Observe the leap of logic: from the Apostolate to the sub-Apostolic church. There is nothing in the text to justify this transference. At the very least we’d need a subsidiary argument to warrant the extension. Once again, no such reason is forthcoming. All we have are Berzonsky’s dogmatic dicta.

"The second gift of the Holy Spirit is from the Father on Pentecost (Acts 2). Here is grace poured out on persons--not any arbitrary men but on the college of apostles," 173.

By way of reply:

i) Talk about blinkered exegesis! If you turn to the account in Acts, you will see that the promise of the Spirit was by no means limited to the Apostolate (2:17-18,33,38-39). And the rest of Acts illustrates the further fulfillment of this prophecy.

ii) Berzonsky’s restriction runs counter to his doctrine of baptismal regeneration.

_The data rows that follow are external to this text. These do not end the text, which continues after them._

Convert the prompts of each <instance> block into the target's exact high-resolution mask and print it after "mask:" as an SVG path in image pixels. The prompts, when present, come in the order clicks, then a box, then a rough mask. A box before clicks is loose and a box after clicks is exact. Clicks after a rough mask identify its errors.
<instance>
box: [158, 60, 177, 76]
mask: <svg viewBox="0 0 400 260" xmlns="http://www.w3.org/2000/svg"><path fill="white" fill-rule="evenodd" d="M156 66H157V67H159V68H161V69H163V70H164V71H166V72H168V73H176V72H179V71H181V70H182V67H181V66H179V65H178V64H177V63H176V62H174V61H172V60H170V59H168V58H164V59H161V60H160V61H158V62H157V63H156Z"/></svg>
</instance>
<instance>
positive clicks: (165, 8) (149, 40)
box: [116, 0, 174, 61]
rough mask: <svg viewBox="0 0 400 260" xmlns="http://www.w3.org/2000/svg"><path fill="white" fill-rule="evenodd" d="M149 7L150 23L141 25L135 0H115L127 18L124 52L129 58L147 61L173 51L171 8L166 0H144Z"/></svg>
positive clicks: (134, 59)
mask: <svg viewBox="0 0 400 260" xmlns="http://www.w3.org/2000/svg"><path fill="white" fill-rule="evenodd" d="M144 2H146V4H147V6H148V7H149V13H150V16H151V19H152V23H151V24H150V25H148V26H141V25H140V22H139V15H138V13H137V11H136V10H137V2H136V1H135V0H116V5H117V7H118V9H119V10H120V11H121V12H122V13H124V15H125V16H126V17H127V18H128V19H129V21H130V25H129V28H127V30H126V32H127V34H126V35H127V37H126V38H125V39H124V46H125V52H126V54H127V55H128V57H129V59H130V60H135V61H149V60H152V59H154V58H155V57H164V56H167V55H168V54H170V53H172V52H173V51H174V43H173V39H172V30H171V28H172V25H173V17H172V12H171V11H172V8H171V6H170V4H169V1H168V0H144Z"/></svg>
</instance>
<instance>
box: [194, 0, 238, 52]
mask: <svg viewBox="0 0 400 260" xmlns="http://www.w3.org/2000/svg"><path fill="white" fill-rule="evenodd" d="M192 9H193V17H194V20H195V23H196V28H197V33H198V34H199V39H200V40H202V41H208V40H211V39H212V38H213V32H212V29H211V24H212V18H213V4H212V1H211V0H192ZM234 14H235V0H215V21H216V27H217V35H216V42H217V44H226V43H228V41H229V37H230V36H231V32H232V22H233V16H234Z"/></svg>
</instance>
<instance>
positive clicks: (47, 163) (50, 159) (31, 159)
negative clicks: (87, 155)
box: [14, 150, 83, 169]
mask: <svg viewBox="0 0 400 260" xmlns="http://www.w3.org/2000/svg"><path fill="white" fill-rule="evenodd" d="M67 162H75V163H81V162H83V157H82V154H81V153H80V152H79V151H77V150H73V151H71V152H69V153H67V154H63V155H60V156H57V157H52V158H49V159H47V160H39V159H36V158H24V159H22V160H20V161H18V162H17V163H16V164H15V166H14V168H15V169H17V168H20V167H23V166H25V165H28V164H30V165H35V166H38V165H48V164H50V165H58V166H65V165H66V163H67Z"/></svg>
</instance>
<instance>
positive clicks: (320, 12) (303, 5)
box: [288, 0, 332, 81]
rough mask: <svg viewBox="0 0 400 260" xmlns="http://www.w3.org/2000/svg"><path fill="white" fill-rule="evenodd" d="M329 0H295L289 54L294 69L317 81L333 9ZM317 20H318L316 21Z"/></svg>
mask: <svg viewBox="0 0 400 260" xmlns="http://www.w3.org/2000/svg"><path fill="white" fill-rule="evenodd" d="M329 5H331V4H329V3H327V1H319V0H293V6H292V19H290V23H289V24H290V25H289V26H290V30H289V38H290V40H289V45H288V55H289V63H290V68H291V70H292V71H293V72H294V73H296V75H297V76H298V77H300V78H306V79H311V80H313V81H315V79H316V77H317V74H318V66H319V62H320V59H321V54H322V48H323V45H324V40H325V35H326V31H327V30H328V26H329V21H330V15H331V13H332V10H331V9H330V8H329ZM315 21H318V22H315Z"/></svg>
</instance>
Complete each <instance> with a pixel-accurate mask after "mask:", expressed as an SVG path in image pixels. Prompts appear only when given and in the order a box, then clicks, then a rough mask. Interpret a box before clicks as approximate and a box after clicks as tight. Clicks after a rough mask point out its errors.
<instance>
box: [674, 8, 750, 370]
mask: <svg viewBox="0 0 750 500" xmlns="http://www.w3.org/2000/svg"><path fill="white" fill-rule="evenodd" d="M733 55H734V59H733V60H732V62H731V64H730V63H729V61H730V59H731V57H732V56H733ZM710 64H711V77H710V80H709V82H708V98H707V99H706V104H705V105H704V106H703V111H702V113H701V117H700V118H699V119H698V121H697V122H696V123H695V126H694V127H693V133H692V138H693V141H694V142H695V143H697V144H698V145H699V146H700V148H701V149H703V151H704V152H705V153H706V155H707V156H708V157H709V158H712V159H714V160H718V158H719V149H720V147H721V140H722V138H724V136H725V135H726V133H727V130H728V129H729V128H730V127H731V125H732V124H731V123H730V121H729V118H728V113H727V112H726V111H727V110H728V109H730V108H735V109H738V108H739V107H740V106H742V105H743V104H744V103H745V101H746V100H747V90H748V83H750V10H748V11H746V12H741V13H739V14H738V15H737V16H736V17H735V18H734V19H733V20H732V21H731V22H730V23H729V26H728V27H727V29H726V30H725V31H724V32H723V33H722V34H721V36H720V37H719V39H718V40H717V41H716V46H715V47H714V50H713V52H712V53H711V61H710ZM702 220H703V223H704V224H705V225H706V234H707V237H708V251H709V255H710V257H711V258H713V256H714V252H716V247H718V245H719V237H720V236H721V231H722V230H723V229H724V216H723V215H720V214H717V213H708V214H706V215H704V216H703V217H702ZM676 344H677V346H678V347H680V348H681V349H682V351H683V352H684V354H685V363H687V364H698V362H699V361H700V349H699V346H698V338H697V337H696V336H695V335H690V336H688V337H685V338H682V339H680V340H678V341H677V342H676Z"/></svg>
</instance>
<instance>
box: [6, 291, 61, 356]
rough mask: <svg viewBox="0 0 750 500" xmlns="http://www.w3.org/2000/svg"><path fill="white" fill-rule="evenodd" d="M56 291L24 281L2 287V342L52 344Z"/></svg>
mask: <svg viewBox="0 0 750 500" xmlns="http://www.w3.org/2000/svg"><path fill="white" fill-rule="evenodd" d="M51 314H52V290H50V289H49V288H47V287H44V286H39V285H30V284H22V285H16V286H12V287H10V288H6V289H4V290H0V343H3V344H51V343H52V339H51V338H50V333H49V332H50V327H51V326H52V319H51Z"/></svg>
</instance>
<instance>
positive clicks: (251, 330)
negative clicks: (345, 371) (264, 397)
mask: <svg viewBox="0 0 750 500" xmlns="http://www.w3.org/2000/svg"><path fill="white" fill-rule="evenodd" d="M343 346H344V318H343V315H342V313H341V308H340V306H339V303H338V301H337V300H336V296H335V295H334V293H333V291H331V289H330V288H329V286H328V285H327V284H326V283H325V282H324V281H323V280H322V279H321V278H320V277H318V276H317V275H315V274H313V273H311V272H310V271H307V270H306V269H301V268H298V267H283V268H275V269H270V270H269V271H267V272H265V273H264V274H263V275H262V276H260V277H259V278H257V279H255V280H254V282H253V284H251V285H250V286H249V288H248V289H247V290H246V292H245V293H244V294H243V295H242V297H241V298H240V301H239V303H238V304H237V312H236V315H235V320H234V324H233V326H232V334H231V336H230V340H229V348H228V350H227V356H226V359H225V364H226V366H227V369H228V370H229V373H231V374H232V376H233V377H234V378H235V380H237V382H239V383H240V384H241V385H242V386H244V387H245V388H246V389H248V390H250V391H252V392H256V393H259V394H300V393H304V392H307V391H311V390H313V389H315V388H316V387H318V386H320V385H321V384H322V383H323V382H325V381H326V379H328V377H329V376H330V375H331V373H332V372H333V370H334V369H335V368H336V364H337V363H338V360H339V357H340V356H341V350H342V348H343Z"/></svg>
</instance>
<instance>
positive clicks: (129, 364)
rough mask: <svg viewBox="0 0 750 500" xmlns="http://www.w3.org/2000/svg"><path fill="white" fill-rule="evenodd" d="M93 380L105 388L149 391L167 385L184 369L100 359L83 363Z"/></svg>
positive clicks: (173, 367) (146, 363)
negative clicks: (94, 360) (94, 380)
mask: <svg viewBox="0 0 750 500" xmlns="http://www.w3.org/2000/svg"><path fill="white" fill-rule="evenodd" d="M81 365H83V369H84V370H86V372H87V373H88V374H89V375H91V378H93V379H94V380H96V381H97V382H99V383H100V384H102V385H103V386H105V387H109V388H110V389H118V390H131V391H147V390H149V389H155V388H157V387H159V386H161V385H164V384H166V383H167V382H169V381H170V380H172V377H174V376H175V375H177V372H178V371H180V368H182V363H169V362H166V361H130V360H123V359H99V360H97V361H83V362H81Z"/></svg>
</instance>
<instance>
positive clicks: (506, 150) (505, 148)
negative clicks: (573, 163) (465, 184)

"Protestants hold in greatest esteem the personal quest for truth. Unfathomable to them is the need for submitting their own subjective comprehension to the objectivity of the church. To test one’s private opinion by the wisdom of the Holy Spirit at work through the body of Christ does not compute," 175.

By way of reply:

i) In what sense is the church "objective," but the Bible is not?

ii) Don’t the Orthodox merely codify one set of private opinions over against another? The private opinion of Cyril trumps the private opinion of Nestorius.

iii) For Berzonsky to invoke the presence of the Holy Spirit in the church begs the question of how we identify the true church. In which church is the Holy Spirit to be found? What are Berzonsky's criteria?

iv) Why assume that the Holy Spirit cannot be at work in Evangelical communions as well?

"The Bible requires interpretation. St. Hilary wrote, Scriptura est non in legendo, sed in intelligendo (Scripture is not in the reading but in the understanding)," 175.

By way of reply:

This statement is true, even a truism, but such a truism amounts to an empty norm. It doesn’t adjudicate between one church and another. Every side can lay claim to this truism.